There were several mentions this morning at the Legislature’s campaign finance and ethics working group meeting about the very low grades Idaho earns in national comparisons for its campaign finance and ethics laws – including its D-minus in the Center for Public Integrity’s State Integrity Investigation that examined all states’ laws and practices in 2015. Rep. John VanderWoude, R-Nampa, noted that Idaho’s low grades often stem from its complete lack of any requirement for personal financial disclosure by legislators or other elected or appointed officials. “That’s one of the reasons we get dinged,” he said, and he asked Secretary of State Lawerence Denney, who had been describing campaign finance reforms he favors, whether the state ought to do that, too.
“That’s not really in my ballpark,” Denney said with a smile. But he added, “Certainly there are reasons for financial disclosure. There are reasons that a lot of people don’t like financial disclosure. ... Some of the things I’ve seen are very benign, and if they would help you to get that grade from a D-minus to a D-plus,” he said, it might be worth it.
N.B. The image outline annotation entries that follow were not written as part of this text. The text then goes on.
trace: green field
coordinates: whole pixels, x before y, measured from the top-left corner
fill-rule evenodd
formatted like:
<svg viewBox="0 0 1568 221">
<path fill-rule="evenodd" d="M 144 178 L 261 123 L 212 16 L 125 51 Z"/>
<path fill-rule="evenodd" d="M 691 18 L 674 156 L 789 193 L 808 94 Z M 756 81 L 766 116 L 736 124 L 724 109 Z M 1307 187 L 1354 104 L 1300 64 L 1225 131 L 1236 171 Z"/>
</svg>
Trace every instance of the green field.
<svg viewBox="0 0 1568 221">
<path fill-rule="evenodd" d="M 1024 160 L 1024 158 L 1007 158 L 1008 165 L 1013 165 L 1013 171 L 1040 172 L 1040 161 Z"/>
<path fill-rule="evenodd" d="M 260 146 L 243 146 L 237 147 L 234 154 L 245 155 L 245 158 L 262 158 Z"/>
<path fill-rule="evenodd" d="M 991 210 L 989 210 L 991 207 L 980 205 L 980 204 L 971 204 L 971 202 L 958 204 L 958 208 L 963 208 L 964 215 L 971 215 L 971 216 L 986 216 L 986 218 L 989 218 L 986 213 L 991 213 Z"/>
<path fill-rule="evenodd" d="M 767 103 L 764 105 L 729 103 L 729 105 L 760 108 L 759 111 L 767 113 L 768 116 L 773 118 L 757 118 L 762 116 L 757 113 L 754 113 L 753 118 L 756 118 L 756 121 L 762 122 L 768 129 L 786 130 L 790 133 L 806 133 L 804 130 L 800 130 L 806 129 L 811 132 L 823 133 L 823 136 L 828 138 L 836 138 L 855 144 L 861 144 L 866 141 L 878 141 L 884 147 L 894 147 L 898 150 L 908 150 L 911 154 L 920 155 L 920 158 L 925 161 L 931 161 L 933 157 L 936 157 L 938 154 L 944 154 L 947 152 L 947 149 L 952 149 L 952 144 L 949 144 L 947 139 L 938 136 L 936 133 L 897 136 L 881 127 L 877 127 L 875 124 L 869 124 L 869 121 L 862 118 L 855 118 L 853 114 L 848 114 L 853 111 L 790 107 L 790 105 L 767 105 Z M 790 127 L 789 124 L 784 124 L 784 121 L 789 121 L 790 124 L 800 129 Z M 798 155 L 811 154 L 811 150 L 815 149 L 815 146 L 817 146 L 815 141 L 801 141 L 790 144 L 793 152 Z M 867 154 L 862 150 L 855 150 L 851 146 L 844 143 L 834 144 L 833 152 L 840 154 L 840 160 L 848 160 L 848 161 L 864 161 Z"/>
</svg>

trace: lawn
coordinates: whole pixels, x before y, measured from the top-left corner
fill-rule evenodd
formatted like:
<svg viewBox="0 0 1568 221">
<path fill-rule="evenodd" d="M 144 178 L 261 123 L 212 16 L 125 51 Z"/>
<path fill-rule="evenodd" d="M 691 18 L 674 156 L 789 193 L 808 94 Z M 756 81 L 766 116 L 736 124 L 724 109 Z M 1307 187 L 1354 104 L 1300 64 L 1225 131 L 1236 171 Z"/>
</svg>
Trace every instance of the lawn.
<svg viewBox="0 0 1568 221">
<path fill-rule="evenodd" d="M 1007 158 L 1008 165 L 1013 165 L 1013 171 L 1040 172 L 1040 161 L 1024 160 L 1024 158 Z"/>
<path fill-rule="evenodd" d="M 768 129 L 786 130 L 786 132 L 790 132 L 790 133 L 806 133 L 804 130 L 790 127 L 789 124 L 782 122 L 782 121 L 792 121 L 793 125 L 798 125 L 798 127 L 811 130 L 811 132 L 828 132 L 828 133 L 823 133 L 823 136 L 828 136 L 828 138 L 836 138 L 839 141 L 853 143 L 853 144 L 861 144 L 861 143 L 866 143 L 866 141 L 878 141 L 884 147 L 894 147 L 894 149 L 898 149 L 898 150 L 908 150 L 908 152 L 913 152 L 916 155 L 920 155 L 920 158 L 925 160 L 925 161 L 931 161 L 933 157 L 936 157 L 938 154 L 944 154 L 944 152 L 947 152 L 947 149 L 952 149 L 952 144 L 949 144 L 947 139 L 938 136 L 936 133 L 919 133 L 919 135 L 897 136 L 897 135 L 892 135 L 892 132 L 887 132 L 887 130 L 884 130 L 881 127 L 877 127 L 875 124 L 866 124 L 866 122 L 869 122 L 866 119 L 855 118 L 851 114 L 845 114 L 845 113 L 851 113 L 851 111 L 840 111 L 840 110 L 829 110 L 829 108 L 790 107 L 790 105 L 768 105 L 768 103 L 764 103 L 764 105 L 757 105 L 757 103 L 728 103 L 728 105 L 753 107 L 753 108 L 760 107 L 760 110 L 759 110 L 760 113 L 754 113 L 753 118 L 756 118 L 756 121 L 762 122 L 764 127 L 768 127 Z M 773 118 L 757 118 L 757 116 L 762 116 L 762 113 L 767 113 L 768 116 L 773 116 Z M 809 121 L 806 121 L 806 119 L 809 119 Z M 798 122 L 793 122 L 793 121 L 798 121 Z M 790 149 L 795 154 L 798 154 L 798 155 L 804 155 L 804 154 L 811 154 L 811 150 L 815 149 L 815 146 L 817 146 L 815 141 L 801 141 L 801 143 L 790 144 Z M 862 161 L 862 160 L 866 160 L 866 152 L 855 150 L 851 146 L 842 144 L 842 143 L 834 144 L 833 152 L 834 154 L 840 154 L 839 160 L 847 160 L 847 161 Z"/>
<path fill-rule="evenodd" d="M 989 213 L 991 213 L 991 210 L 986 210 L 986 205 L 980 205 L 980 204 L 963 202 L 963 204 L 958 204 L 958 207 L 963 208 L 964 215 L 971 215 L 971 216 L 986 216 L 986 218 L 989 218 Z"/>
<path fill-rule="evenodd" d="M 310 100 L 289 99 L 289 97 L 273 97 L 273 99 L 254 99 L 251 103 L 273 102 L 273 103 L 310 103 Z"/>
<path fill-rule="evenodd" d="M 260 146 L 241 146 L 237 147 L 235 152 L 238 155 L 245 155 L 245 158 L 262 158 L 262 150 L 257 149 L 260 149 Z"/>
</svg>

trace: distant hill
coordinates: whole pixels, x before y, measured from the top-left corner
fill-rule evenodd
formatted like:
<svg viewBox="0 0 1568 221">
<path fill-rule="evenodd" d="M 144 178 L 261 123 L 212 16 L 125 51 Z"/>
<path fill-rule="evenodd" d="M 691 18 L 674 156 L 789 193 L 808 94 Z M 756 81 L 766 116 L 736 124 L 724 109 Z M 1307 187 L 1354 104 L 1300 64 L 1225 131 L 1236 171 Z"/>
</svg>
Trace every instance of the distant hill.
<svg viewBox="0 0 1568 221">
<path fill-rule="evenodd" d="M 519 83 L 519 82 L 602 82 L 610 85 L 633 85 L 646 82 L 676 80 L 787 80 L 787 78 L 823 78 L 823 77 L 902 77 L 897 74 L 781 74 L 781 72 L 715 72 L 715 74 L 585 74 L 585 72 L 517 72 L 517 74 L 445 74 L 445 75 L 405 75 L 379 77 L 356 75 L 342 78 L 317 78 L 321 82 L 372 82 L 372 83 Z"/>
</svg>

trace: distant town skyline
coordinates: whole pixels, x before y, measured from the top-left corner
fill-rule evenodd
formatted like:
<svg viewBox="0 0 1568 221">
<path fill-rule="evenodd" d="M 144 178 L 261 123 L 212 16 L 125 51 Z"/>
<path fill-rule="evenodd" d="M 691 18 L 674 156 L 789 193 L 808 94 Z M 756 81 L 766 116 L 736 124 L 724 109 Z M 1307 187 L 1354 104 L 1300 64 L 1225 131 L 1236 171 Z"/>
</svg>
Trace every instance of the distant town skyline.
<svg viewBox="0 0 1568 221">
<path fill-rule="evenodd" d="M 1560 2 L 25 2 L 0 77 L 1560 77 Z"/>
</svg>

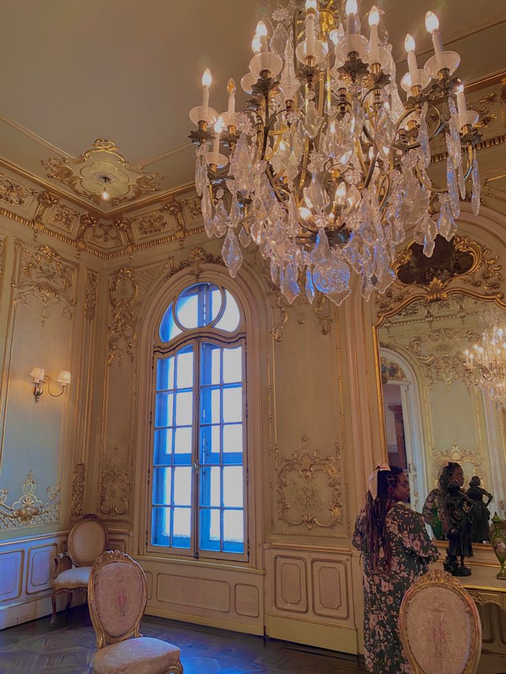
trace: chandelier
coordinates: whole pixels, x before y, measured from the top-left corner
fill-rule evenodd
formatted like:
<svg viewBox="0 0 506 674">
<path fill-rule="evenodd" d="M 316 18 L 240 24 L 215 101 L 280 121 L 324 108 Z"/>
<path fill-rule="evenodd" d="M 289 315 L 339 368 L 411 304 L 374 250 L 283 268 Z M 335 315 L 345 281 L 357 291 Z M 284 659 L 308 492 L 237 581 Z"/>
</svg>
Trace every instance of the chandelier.
<svg viewBox="0 0 506 674">
<path fill-rule="evenodd" d="M 241 80 L 250 95 L 245 110 L 236 111 L 233 80 L 226 112 L 210 107 L 208 69 L 201 104 L 190 112 L 206 232 L 224 237 L 232 276 L 241 247 L 258 246 L 290 303 L 304 287 L 309 302 L 318 291 L 340 304 L 352 271 L 368 299 L 394 280 L 407 227 L 429 257 L 437 234 L 450 240 L 470 176 L 478 212 L 478 115 L 454 77 L 460 57 L 444 49 L 428 12 L 434 54 L 419 68 L 406 36 L 403 102 L 375 6 L 367 35 L 356 0 L 289 0 L 267 23 L 270 29 L 256 27 Z M 448 148 L 443 186 L 427 172 L 431 141 L 440 135 Z"/>
<path fill-rule="evenodd" d="M 499 407 L 506 407 L 506 321 L 503 311 L 487 309 L 480 316 L 481 343 L 464 351 L 472 383 Z"/>
</svg>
The Idaho Senate unanimously passed a financial disclosure law in 2009, but it died without being assigned to a committee for a hearing in the House – when Denney, then speaker of the House, chose not to assign it.
Rep. Fred Wood, R-Burley, told VanderWoude that financial disclosure is a "whole different issue" from the campaign finance issues the committee had been discussing, and said the panel must consider its "scope." But the charge for the committee specifically includes considering financial disclosure and revolving door requirements along with campaign finance reforms. Asked later, during a break, about the issue, Wood said he's open to the panel considering the issue, and personally doesn't oppose financial disclosure requirements.
Idaho is one of just three states with no financial disclosure requirements for state legislators – or any elected or appointed state official.